The “I Am Motherhood” app, however, solves this problem by combining all these tools into one convenient place. Using the Baby Development Tracker, a pregnant mother can read all about her baby’s growth during each week of pregnancy; then she can click over to the Symptom Guide and get advice on how to manage her exact symptoms for the specific trimester she is in.

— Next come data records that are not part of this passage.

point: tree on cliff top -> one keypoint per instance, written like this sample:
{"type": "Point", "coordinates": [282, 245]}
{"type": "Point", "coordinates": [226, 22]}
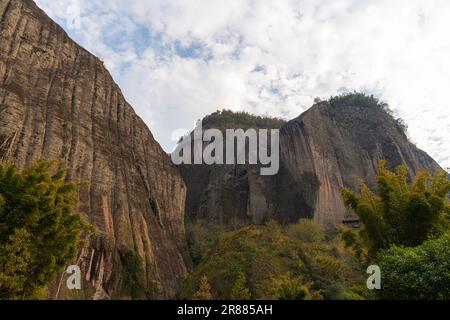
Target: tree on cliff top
{"type": "Point", "coordinates": [39, 228]}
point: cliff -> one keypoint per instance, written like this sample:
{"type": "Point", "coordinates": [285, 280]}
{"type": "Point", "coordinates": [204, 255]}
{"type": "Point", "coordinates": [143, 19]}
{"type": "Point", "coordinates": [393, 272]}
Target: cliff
{"type": "Point", "coordinates": [57, 101]}
{"type": "Point", "coordinates": [322, 151]}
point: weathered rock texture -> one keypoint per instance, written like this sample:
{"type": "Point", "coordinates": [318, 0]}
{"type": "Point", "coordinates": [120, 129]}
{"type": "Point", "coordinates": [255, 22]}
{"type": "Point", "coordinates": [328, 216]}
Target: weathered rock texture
{"type": "Point", "coordinates": [322, 151]}
{"type": "Point", "coordinates": [57, 101]}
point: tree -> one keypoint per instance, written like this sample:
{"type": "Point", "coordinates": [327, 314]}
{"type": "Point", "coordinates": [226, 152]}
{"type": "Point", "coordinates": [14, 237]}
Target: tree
{"type": "Point", "coordinates": [417, 273]}
{"type": "Point", "coordinates": [400, 213]}
{"type": "Point", "coordinates": [240, 290]}
{"type": "Point", "coordinates": [288, 287]}
{"type": "Point", "coordinates": [306, 230]}
{"type": "Point", "coordinates": [40, 230]}
{"type": "Point", "coordinates": [204, 290]}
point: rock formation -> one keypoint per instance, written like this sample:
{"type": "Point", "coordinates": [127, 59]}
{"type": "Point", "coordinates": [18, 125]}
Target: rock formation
{"type": "Point", "coordinates": [323, 150]}
{"type": "Point", "coordinates": [57, 101]}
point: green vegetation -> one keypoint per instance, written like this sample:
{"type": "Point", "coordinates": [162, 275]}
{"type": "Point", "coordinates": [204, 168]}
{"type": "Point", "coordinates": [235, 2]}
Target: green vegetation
{"type": "Point", "coordinates": [406, 232]}
{"type": "Point", "coordinates": [40, 230]}
{"type": "Point", "coordinates": [370, 101]}
{"type": "Point", "coordinates": [416, 273]}
{"type": "Point", "coordinates": [356, 99]}
{"type": "Point", "coordinates": [204, 290]}
{"type": "Point", "coordinates": [264, 262]}
{"type": "Point", "coordinates": [237, 119]}
{"type": "Point", "coordinates": [399, 213]}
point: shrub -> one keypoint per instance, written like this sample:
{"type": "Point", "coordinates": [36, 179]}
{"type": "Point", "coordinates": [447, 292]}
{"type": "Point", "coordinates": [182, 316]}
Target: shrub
{"type": "Point", "coordinates": [40, 230]}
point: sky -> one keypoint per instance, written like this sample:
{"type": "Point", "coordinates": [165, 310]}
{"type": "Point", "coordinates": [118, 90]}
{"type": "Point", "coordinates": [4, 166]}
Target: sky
{"type": "Point", "coordinates": [178, 60]}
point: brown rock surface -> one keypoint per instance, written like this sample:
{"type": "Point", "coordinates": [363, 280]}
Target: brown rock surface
{"type": "Point", "coordinates": [57, 101]}
{"type": "Point", "coordinates": [323, 150]}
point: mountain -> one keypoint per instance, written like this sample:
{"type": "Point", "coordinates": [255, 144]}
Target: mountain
{"type": "Point", "coordinates": [58, 101]}
{"type": "Point", "coordinates": [325, 149]}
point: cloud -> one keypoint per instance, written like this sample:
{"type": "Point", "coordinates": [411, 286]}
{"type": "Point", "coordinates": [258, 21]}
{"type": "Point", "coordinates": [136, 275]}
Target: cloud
{"type": "Point", "coordinates": [179, 60]}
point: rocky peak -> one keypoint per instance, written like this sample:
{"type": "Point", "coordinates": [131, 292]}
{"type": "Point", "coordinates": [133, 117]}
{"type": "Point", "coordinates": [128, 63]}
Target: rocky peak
{"type": "Point", "coordinates": [57, 101]}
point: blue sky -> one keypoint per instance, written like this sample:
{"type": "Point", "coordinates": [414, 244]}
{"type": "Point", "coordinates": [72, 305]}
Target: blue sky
{"type": "Point", "coordinates": [179, 60]}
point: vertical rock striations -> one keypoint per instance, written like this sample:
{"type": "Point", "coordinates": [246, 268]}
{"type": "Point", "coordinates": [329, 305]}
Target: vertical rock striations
{"type": "Point", "coordinates": [57, 101]}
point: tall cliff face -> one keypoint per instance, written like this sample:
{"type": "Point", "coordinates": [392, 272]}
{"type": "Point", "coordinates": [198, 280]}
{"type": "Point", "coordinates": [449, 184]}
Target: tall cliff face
{"type": "Point", "coordinates": [322, 151]}
{"type": "Point", "coordinates": [57, 101]}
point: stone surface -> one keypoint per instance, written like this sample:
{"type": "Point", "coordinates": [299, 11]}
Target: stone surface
{"type": "Point", "coordinates": [57, 101]}
{"type": "Point", "coordinates": [322, 151]}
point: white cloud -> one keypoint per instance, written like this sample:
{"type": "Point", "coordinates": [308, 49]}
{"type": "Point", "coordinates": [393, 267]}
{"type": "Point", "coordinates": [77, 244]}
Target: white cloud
{"type": "Point", "coordinates": [179, 60]}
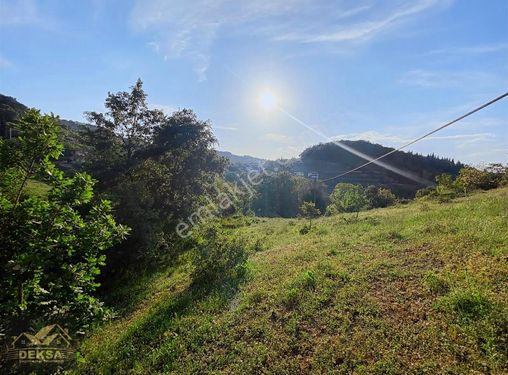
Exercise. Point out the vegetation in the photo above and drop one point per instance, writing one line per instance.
(156, 168)
(53, 242)
(415, 288)
(347, 198)
(418, 288)
(309, 211)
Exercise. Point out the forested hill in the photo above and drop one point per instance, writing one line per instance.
(326, 159)
(329, 160)
(10, 109)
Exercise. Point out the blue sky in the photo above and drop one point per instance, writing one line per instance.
(385, 71)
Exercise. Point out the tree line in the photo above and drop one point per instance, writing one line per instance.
(139, 172)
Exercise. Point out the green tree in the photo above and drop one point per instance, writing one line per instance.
(156, 167)
(309, 211)
(347, 198)
(379, 197)
(470, 179)
(52, 246)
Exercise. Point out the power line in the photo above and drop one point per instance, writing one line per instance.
(422, 137)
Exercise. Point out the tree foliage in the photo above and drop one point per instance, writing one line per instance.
(378, 197)
(347, 198)
(53, 246)
(155, 167)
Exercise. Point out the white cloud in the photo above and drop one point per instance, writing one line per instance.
(188, 29)
(469, 50)
(229, 128)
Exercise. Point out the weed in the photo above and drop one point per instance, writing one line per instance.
(469, 304)
(436, 283)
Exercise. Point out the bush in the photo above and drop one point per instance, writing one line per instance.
(426, 192)
(379, 197)
(347, 198)
(218, 258)
(52, 245)
(466, 304)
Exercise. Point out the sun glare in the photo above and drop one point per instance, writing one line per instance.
(268, 100)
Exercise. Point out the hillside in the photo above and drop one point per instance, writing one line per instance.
(326, 159)
(412, 289)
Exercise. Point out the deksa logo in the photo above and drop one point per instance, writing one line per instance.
(50, 344)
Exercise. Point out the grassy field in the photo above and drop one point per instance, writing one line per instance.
(413, 289)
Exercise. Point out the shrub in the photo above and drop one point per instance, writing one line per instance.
(380, 197)
(304, 230)
(347, 198)
(52, 245)
(217, 257)
(425, 192)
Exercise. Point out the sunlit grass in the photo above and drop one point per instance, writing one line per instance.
(418, 288)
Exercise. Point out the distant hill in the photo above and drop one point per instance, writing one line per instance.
(326, 159)
(10, 109)
(245, 160)
(329, 160)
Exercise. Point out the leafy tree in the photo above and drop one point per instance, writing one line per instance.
(157, 168)
(445, 184)
(282, 194)
(30, 153)
(379, 197)
(309, 211)
(470, 179)
(347, 198)
(52, 246)
(122, 133)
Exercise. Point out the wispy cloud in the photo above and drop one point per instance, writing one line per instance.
(18, 12)
(229, 128)
(361, 30)
(441, 79)
(185, 29)
(278, 137)
(167, 109)
(469, 50)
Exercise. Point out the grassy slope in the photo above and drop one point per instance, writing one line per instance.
(412, 289)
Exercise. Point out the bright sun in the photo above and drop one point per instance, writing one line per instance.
(268, 100)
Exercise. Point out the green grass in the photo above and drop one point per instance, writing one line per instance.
(420, 288)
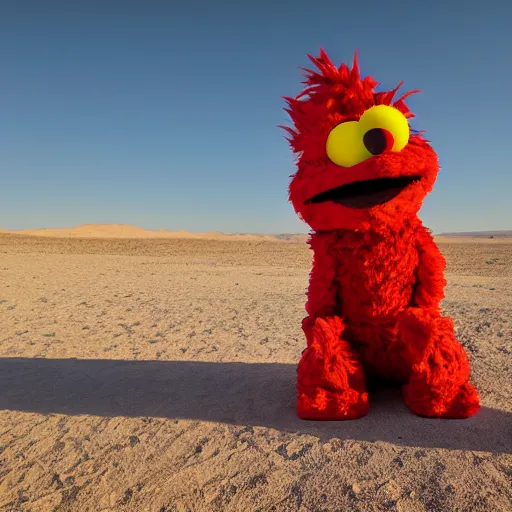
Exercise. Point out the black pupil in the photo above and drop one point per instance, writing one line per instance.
(375, 141)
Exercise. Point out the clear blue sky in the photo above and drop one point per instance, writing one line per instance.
(163, 114)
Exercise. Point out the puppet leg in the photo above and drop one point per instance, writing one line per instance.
(439, 384)
(330, 379)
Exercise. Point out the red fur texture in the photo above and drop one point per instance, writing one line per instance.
(378, 277)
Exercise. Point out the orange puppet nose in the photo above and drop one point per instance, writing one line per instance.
(378, 141)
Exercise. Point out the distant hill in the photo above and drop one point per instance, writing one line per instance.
(479, 234)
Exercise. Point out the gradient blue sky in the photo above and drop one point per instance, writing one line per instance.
(164, 114)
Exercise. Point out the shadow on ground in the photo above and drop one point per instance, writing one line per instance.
(255, 394)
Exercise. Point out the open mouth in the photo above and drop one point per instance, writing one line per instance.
(365, 194)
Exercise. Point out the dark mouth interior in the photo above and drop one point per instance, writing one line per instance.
(365, 194)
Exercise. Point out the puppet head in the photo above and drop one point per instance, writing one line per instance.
(359, 164)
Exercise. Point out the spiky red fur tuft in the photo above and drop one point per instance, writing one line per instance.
(378, 276)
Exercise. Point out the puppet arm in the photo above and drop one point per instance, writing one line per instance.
(330, 377)
(430, 281)
(439, 383)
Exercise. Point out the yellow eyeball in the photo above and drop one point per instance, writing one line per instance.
(381, 128)
(389, 119)
(345, 146)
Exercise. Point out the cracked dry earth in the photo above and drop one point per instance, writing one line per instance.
(159, 375)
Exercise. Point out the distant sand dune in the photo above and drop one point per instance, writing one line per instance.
(127, 231)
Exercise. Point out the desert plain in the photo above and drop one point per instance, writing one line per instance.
(156, 372)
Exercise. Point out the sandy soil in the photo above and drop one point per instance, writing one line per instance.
(159, 375)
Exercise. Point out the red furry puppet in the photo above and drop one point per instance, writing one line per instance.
(378, 277)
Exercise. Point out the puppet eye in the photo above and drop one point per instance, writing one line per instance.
(384, 127)
(380, 129)
(345, 146)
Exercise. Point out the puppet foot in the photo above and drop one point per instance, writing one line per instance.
(330, 378)
(431, 402)
(439, 384)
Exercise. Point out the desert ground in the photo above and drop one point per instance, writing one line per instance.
(158, 374)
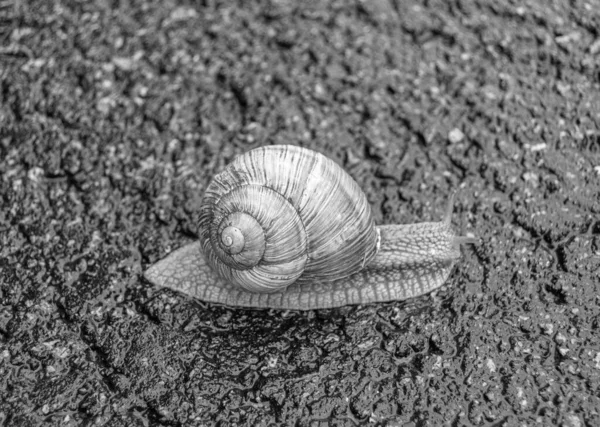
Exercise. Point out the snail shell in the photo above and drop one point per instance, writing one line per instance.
(286, 227)
(284, 214)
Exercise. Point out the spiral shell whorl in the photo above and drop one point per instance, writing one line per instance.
(260, 222)
(283, 214)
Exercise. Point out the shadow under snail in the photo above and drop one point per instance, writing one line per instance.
(285, 227)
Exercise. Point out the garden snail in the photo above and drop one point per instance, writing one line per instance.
(286, 227)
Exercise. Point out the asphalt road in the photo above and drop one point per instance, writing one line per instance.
(114, 116)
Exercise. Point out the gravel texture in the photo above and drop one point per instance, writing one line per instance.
(114, 116)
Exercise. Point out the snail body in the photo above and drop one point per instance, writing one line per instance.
(286, 227)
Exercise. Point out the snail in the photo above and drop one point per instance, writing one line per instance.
(285, 227)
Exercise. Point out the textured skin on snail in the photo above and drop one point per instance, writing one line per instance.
(382, 263)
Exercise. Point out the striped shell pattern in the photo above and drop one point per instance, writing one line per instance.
(283, 214)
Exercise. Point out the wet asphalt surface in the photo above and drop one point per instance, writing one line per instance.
(113, 118)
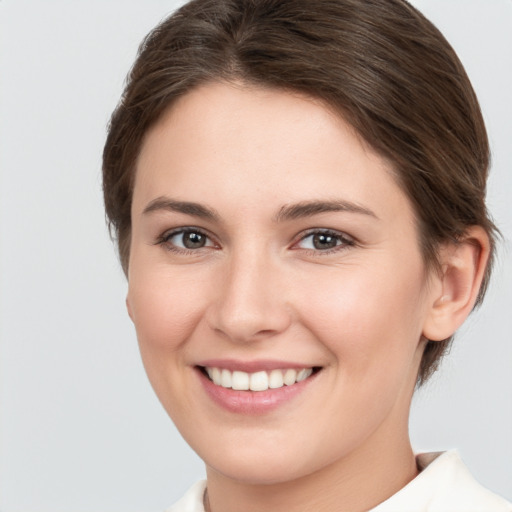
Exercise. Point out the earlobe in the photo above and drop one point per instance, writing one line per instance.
(454, 294)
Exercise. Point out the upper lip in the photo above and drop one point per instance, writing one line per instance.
(252, 366)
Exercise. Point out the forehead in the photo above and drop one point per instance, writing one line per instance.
(246, 145)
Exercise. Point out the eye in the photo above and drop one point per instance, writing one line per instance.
(324, 240)
(187, 239)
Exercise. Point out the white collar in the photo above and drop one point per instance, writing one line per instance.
(444, 485)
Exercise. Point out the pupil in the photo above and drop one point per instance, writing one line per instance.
(193, 240)
(323, 241)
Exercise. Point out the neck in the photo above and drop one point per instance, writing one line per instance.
(357, 482)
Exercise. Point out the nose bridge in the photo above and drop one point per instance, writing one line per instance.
(249, 305)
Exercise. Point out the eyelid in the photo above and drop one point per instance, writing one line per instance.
(346, 240)
(164, 239)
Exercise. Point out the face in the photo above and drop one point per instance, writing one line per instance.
(276, 284)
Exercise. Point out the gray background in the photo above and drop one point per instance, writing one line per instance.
(80, 428)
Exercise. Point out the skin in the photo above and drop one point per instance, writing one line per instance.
(259, 289)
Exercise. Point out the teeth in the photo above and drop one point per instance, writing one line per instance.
(240, 380)
(258, 381)
(290, 377)
(225, 378)
(276, 379)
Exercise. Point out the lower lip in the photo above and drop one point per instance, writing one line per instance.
(252, 402)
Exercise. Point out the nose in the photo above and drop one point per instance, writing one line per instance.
(251, 300)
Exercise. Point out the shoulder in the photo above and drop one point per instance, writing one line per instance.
(444, 485)
(461, 491)
(192, 501)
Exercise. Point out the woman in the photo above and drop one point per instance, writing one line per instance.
(297, 190)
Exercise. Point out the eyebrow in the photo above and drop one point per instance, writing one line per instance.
(186, 207)
(286, 212)
(309, 208)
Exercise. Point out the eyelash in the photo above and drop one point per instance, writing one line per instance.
(165, 238)
(344, 241)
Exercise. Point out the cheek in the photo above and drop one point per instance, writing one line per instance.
(165, 309)
(370, 317)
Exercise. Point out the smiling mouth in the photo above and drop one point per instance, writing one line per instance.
(257, 381)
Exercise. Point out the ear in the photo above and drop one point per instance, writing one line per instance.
(129, 307)
(455, 288)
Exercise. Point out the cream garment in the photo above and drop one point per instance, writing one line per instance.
(444, 485)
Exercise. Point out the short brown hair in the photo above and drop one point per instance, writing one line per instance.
(379, 63)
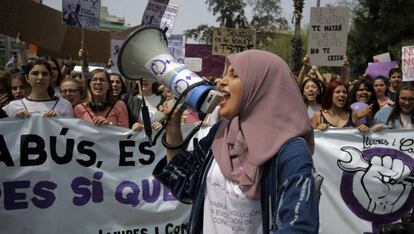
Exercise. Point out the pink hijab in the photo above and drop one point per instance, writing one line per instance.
(272, 112)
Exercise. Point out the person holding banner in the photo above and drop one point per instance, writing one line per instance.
(72, 90)
(118, 85)
(363, 93)
(381, 88)
(41, 97)
(239, 176)
(394, 76)
(101, 108)
(335, 110)
(401, 116)
(312, 92)
(19, 85)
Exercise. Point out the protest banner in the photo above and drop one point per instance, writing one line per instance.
(84, 14)
(97, 43)
(69, 176)
(232, 40)
(37, 23)
(356, 195)
(408, 63)
(154, 12)
(380, 69)
(115, 47)
(384, 57)
(176, 47)
(61, 176)
(213, 65)
(328, 33)
(168, 18)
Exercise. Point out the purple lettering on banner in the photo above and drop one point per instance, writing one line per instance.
(80, 187)
(43, 190)
(156, 191)
(379, 69)
(14, 200)
(131, 197)
(97, 189)
(168, 195)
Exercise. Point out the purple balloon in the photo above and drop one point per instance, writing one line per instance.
(358, 106)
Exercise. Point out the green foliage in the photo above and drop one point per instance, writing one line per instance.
(378, 27)
(266, 19)
(266, 16)
(203, 33)
(230, 13)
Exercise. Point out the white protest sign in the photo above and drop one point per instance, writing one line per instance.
(380, 58)
(177, 47)
(357, 193)
(154, 12)
(328, 32)
(232, 40)
(115, 47)
(168, 19)
(65, 175)
(81, 13)
(408, 63)
(194, 64)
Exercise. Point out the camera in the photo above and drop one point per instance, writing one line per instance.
(406, 226)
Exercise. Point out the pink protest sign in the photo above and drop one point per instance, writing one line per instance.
(380, 69)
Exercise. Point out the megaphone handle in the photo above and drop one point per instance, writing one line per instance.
(147, 121)
(165, 122)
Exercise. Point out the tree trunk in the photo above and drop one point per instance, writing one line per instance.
(296, 52)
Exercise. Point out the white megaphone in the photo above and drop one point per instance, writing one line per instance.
(145, 54)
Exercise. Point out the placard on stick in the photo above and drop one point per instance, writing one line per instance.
(408, 63)
(231, 40)
(328, 32)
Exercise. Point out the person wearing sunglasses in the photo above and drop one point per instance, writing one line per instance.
(41, 98)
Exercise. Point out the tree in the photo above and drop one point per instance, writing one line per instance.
(266, 19)
(266, 16)
(296, 54)
(230, 13)
(378, 27)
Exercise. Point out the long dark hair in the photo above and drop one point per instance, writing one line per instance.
(110, 100)
(123, 89)
(29, 67)
(396, 110)
(318, 84)
(327, 98)
(369, 85)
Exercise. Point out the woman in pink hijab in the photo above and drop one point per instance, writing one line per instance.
(253, 172)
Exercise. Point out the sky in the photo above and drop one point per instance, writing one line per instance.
(191, 13)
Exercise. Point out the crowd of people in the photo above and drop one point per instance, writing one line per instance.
(104, 98)
(364, 103)
(263, 102)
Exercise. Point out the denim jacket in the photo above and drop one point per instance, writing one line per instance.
(288, 194)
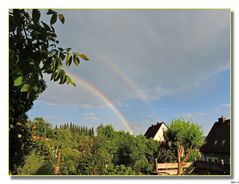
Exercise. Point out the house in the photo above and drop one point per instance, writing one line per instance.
(156, 132)
(217, 144)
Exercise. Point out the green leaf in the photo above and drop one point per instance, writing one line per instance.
(18, 81)
(57, 75)
(63, 78)
(46, 26)
(36, 15)
(76, 60)
(53, 19)
(68, 59)
(25, 88)
(61, 18)
(83, 56)
(73, 83)
(62, 56)
(50, 11)
(68, 49)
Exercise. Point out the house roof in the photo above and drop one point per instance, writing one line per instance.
(218, 139)
(151, 132)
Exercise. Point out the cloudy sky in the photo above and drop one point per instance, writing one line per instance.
(145, 66)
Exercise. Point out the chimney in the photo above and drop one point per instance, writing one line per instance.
(221, 119)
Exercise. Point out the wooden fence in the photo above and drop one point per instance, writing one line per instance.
(169, 168)
(211, 168)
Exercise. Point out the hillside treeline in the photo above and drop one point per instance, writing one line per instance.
(74, 150)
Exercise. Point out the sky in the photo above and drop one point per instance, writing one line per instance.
(146, 66)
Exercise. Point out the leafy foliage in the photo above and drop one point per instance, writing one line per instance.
(109, 152)
(181, 141)
(33, 52)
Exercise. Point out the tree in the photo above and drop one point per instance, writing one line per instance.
(186, 136)
(33, 51)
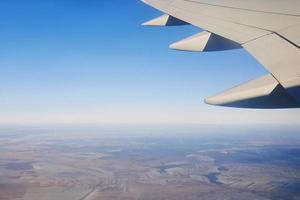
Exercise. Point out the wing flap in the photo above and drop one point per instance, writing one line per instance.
(264, 92)
(205, 41)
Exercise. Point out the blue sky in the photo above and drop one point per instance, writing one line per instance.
(79, 61)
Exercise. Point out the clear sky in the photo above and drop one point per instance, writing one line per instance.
(90, 61)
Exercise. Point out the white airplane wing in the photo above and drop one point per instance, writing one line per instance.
(268, 29)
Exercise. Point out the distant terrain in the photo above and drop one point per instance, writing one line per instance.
(149, 164)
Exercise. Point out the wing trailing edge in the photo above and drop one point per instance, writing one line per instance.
(203, 42)
(264, 92)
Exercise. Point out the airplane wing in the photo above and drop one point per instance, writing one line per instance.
(268, 29)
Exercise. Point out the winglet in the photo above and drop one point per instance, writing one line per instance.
(264, 92)
(165, 20)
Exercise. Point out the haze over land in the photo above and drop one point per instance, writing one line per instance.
(195, 162)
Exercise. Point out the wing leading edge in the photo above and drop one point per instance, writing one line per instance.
(267, 29)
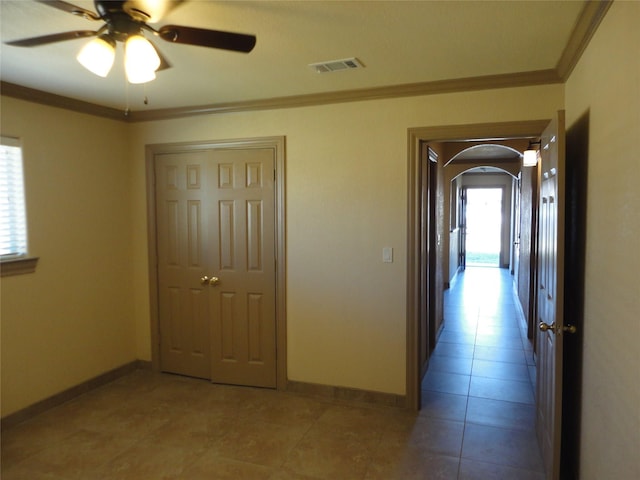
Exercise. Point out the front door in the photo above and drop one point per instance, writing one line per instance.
(550, 295)
(215, 217)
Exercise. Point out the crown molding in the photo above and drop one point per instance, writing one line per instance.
(587, 24)
(538, 77)
(509, 80)
(45, 98)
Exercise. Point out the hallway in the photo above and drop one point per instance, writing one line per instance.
(481, 373)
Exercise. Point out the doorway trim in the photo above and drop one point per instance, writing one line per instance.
(278, 146)
(416, 137)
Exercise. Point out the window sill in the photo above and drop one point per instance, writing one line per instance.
(18, 266)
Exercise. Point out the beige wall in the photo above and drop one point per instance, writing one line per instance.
(606, 84)
(346, 197)
(73, 319)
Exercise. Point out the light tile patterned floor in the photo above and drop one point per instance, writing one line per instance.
(477, 420)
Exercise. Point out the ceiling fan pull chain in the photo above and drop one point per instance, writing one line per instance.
(126, 92)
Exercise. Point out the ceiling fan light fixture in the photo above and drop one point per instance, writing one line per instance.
(140, 59)
(98, 55)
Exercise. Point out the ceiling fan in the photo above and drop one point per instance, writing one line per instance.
(126, 21)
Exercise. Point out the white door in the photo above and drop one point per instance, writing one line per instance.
(550, 295)
(215, 237)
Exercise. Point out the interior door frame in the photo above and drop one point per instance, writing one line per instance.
(416, 137)
(278, 145)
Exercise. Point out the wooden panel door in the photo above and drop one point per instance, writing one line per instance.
(550, 295)
(241, 205)
(215, 229)
(181, 236)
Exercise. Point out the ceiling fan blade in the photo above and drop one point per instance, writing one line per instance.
(69, 8)
(237, 42)
(151, 11)
(56, 37)
(164, 63)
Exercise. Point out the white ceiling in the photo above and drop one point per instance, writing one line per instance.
(399, 42)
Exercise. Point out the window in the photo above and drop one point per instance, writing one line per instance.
(13, 219)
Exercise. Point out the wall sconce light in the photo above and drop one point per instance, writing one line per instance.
(531, 155)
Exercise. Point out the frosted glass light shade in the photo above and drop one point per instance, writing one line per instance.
(140, 59)
(97, 56)
(530, 158)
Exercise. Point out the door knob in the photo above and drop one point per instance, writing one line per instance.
(553, 327)
(544, 327)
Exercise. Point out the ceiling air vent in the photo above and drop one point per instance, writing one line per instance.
(336, 65)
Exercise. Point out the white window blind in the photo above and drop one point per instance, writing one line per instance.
(13, 222)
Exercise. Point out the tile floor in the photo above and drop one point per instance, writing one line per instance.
(477, 420)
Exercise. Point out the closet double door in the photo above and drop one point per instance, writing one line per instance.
(215, 243)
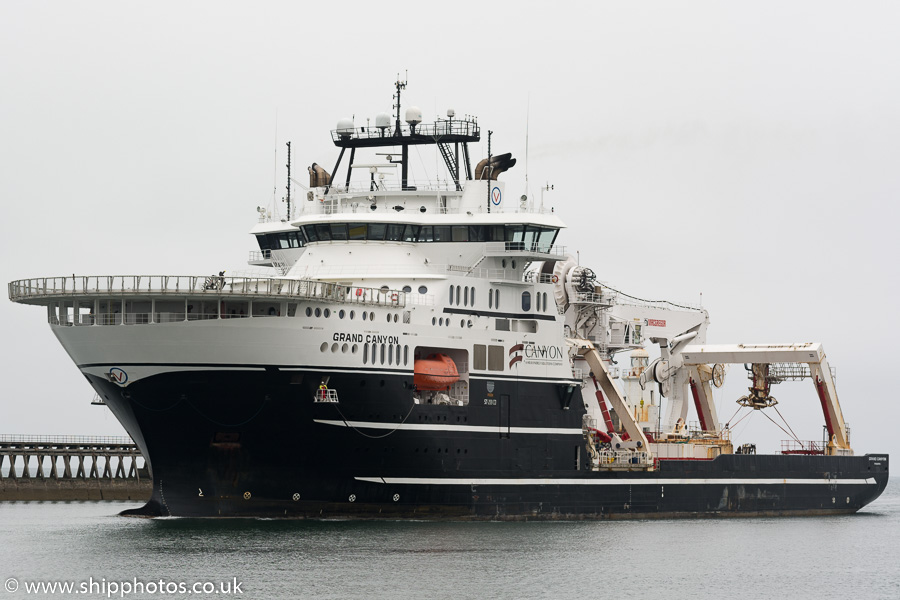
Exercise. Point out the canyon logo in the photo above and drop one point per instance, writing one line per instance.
(537, 354)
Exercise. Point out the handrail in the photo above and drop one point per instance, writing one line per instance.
(212, 285)
(65, 439)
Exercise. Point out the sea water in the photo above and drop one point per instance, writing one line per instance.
(104, 555)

As birth nears, she can count her baby’s kicks and time her contractions. After her child is born, the feeding, sleep, and diaper trackers help her stay organized and calm. For the modern mother, “I Am Motherhood’s” tool feature is the remedy for the overwhelming chaos of trying to track it all on her own.
Knowledge is power
In an era defined by social media debates, widely circulating misinformation, and the heightening tension between modern and holistic medicine, so many women's journeys into motherhood are defined by self-doubt, paralysis, and poor decisions.
This was me. Overwhelmed by the sheer volume of information out there and unsure of how to even begin navigating through it, I was the girl who showed up at the hospital with nothing more than an overnight bag and a timid countenance. No birth plan, no technical knowledge, no ability to advocate for myself — just a prayer that it would all work out one way or the other.
And it did, but not without serious complications. As I was exploring the “I Am Motherhood” app, all I could think was, man, how different things would have been for me if I had had this!
“Knowledge is power,” Bella said. “And this app is about empowering women with information that allows them to be active participants in their journeys into motherhood. It’s about teaching women how to personalize their experiences so that they can be present instead of anxious.”
In a world flooded with noise, conflicting advice, and self-doubt, “I Am Motherhood” offers something truly valuable: clear, compassionate guidance that honors both medical wisdom and a mother’s intuition. Whether you’re newly pregnant or deep in the trenches of postpartum life, this app serves as a steady companion, helping you move from overwhelmed to empowered.
Disclaimer: The “I Am Motherhood” app is designed to educate and support, but it is not a substitute for professional medical advice. Always consult your health care provider for personalized medical guidance. Bella McIntire is the wife of BlazeTV's "Steve Deace Show" producer Aaron McIntire.